Monday, August 3, 2020


The secret storm namers
   
     The secretive people whose job it is to assign such commonplace names to hurricanes as Fran, Bertha, Charlie, Irene, Floyd, Florence, and Dorian, all of which (and more) I’ve experienced to greater or lesser degrees of expense and chagrin, living in the Hurricane Hook of eastern North Carolina as I do, must have gotten bored this season. They apparently decided to assign some names that will be a challenge to pronounce, Isaias being one they likely giggled over. “Let’s see those pompous, spotlight-hogging TV weather guessers try to pronounce this one.”

     I have some suggestions of other potential names that should send the namers into happy tearful paroxysms.

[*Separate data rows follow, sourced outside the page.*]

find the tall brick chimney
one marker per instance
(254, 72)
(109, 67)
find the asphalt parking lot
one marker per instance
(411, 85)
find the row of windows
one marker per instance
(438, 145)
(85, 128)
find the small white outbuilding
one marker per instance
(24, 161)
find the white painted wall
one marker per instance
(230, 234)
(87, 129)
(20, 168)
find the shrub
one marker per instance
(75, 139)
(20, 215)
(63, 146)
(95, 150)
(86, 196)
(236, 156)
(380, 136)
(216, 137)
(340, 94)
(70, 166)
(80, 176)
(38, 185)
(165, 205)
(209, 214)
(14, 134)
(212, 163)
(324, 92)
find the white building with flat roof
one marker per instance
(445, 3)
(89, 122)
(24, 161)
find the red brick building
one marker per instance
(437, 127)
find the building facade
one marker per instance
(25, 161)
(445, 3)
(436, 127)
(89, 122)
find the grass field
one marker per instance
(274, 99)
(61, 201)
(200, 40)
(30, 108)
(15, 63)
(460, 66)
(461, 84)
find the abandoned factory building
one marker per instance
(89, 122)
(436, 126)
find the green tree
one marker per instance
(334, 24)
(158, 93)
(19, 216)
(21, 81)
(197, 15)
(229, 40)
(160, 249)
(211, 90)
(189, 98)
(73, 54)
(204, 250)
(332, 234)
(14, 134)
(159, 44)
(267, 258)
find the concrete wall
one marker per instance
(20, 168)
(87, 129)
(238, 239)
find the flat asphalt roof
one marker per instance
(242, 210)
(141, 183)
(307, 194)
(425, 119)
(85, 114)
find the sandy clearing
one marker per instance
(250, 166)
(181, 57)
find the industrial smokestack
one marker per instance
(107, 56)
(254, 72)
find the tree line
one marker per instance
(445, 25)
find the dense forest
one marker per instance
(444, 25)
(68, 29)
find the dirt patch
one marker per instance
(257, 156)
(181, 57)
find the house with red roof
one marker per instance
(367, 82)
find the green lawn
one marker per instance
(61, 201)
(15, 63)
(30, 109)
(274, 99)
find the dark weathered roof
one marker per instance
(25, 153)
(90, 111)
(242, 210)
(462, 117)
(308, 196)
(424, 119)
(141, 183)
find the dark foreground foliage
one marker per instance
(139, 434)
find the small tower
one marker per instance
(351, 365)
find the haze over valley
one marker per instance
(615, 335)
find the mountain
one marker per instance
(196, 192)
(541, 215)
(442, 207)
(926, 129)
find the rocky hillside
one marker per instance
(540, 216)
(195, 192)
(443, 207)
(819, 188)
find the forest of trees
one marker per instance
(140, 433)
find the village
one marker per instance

     How about Andrze (Polish). Or Zariyah or Aksiniya or Fimochka or Kotyusha, all of which are Russian? Or Eiichi (Japanese)? Or Xiaoice (Chinese)?

     The Irish have some especially good ones that the namers could use. Saoirse, for example, or Seanán, Líadain, or Aoibheann.

     The ultimate in names that could tie square knots in a newscaster’s tongue, though, are African. Examples: Achieng (not a Tanzanian sneeze), Tafadzwa, Sithembile, Nosizwe, Onyekachukwu, or better yet Oluwafunmilayo.

     If they do a perplexing enough job, some of the storm namers might even graduate to the ranks of those charged with assigning creative names to thousands of new drugs.

     Then there are those anonymous six-year-olds who are given different colored chalks and cut loose on a big floor map to scrawl those various predicted hurricane spaghetti tracks . . .

Phil
www.philbowie.com
Please mask up in public and keep a six-foot distance from other people in public. Together we can beat this virus that’s sickening and killing way too many of our fellow Americans.